André Aciman, hailed as a writer of “fiction at its most supremely interesting” (The New York Review of Books), has written a novel that charts the life of a man named Paul, whose loves remain as consuming and as covetous throughout his adulthood as they were in his adolescence. Whether the setting is southern Italy, where as a boy he has a crush on his parents’ cabinetmaker, or a snowbound campus in New England, where his enduring passion for a girl he’ll meet again and again over the years is punctuated by anonymous encounters with men; whether he’s on a tennis court in Central Park, or on a New York sidewalk in early spring, his attachments are ungraspable, transient, and forever underwritten by raw desire—not for just one person’s body but, inevitably, for someone else’s as well.
In Enigma Variations, Aciman maps the most inscrutable corners of passion, proving to be an unsparing reader of the human psyche and a master stylist.
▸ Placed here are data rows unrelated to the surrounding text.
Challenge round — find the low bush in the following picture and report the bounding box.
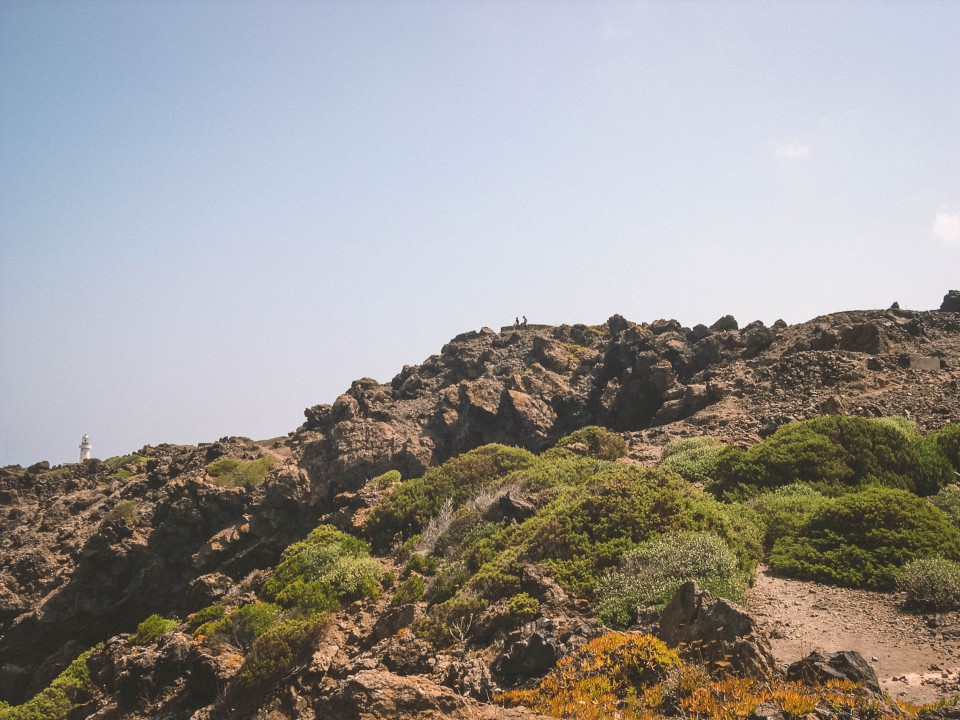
[495,633,682,719]
[596,532,750,629]
[366,445,536,552]
[554,425,627,461]
[930,422,960,473]
[494,633,909,720]
[750,483,826,552]
[264,525,384,616]
[230,616,328,695]
[0,648,96,720]
[206,457,274,487]
[897,557,960,612]
[413,595,489,648]
[769,488,960,590]
[187,604,227,632]
[512,465,760,597]
[507,593,540,625]
[390,575,426,607]
[660,435,729,482]
[127,615,178,645]
[716,415,953,496]
[103,500,137,525]
[930,485,960,527]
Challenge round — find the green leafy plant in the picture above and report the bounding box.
[103,500,137,525]
[554,425,627,461]
[264,525,384,615]
[660,435,729,482]
[596,532,750,628]
[716,415,953,496]
[366,445,536,552]
[0,646,99,720]
[769,488,960,590]
[930,422,960,473]
[897,557,960,612]
[930,485,960,527]
[127,614,177,645]
[206,456,274,487]
[390,575,426,607]
[230,616,328,698]
[507,593,540,625]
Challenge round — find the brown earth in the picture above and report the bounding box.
[746,567,960,703]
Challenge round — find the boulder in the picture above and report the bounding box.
[787,650,880,693]
[840,323,890,355]
[710,315,740,332]
[940,290,960,312]
[657,580,777,678]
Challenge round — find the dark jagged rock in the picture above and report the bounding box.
[940,290,960,312]
[787,650,880,693]
[657,581,776,678]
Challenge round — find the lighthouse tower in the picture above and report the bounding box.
[80,433,93,462]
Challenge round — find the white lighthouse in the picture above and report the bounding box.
[80,433,93,462]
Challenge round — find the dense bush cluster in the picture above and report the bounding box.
[0,650,93,720]
[769,488,960,590]
[717,415,954,497]
[206,457,273,487]
[660,435,729,482]
[263,525,384,615]
[127,615,178,645]
[367,445,536,551]
[897,557,960,612]
[596,532,752,628]
[553,425,627,461]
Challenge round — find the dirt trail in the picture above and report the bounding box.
[746,567,960,703]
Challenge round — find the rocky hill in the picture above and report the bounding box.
[0,291,960,718]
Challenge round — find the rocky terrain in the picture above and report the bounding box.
[0,291,960,718]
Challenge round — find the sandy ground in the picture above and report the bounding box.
[746,567,960,703]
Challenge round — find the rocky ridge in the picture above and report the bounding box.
[0,293,960,717]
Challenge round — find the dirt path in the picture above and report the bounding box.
[746,567,960,703]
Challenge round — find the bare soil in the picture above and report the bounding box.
[746,567,960,703]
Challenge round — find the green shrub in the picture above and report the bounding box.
[554,425,627,461]
[507,593,540,625]
[0,648,97,720]
[930,422,960,472]
[717,415,952,496]
[103,500,137,525]
[770,488,960,590]
[187,604,227,634]
[750,483,826,552]
[413,595,489,648]
[231,616,328,695]
[264,525,384,615]
[514,465,760,596]
[660,435,728,482]
[127,615,177,645]
[390,575,426,607]
[897,557,960,612]
[220,602,281,650]
[206,456,273,487]
[367,470,403,490]
[366,445,536,552]
[596,532,750,628]
[930,485,960,527]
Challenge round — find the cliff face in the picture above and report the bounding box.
[291,310,960,497]
[0,298,960,702]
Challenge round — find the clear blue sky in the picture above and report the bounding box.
[0,0,960,465]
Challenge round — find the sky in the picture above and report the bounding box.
[0,0,960,466]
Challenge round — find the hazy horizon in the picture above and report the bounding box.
[0,0,960,465]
With language at once lyrical, bare-knuckled, and unabashedly candid, he casts a sensuous, shimmering light over each facet of desire to probe how we ache, want, and waver, and ultimately how we sometimes falter and let go of those who may want to offer only what we crave from them. Ahead of every step Paul takes, his hopes, denials, fears, and regrets are always ready to lay their traps. Yet the dream of love lingers. We may not always know what we want. We may remain enigmas to ourselves and to others. But sooner or later we discover who we’ve always known we were.
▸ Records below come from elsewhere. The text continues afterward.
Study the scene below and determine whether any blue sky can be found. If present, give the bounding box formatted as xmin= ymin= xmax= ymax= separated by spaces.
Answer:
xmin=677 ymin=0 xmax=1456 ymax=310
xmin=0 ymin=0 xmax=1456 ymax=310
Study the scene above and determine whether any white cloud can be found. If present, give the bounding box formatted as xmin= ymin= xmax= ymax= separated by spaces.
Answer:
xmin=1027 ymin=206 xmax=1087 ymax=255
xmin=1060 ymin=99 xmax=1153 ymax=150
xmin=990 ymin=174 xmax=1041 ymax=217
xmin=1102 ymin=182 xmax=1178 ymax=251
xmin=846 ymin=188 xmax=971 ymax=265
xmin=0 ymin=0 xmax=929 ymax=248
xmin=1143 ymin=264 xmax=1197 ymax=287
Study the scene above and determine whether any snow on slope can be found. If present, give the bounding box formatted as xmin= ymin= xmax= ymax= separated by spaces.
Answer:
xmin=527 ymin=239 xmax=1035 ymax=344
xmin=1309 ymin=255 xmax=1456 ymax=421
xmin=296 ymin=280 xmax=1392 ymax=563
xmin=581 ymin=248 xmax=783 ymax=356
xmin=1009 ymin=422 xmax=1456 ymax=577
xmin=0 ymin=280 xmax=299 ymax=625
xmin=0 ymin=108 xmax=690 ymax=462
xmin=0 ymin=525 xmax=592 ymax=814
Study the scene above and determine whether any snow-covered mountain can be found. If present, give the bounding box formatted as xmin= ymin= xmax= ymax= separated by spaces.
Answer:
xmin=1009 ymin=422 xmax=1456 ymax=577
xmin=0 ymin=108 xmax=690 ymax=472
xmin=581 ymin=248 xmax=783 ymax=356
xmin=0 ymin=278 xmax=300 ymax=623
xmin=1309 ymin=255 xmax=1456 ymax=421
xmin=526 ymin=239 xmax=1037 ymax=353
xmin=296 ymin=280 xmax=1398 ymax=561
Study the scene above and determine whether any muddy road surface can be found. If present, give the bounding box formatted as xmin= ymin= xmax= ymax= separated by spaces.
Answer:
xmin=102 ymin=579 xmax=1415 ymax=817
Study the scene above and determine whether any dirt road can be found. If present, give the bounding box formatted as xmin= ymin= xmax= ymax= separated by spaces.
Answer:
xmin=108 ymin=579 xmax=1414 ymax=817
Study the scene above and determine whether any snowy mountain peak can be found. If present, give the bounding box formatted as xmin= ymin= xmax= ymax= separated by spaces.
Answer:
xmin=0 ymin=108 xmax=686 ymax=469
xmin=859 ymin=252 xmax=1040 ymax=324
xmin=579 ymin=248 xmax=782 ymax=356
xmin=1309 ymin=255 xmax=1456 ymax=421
A breathless, sketched rendering of one man's life in love, Aciman's novel speaks earnestly not only of longing and lust, but also of more complicated emotions "the lightning and then silence" of unrequited attraction, and the mutable desire "neither to be on this side of the river nor on the other but on the space and transit in between." Paul's first crush, during his adolescence in Italy, is a handsome, talented local craftsman employed by his family; considering his passion for Giovanni "my first encounter with time," Paul returns to the island of San Giustiniano as a young man out of college, only to discover that the real object of Giovanni's interest was much closer than he supposed. Adult life in New York brings Paul no new clarity: suspecting his girlfriend, Maud, of cheating on him with a handsome visitor, he becomes drawn to the visitor himself. Finally entering into a relationship with fellow tennis player Manfred, he engages in periodic encounters with Chloe, a college friend with whom he shares a fraught but enduring connection: "we loved with every organ but the heart." Resorting occasionally to belabored and repetitive language, Aciman (Call Me by Your Name) nevertheless portrays Paul convincingly as a sensuous and self-aware figure, forever treading the border between melodrama and tragedy. Coming to terms with his sexuality, by midlife Paul has "grown to love serving two masters perhaps so as never truly to answer to either one."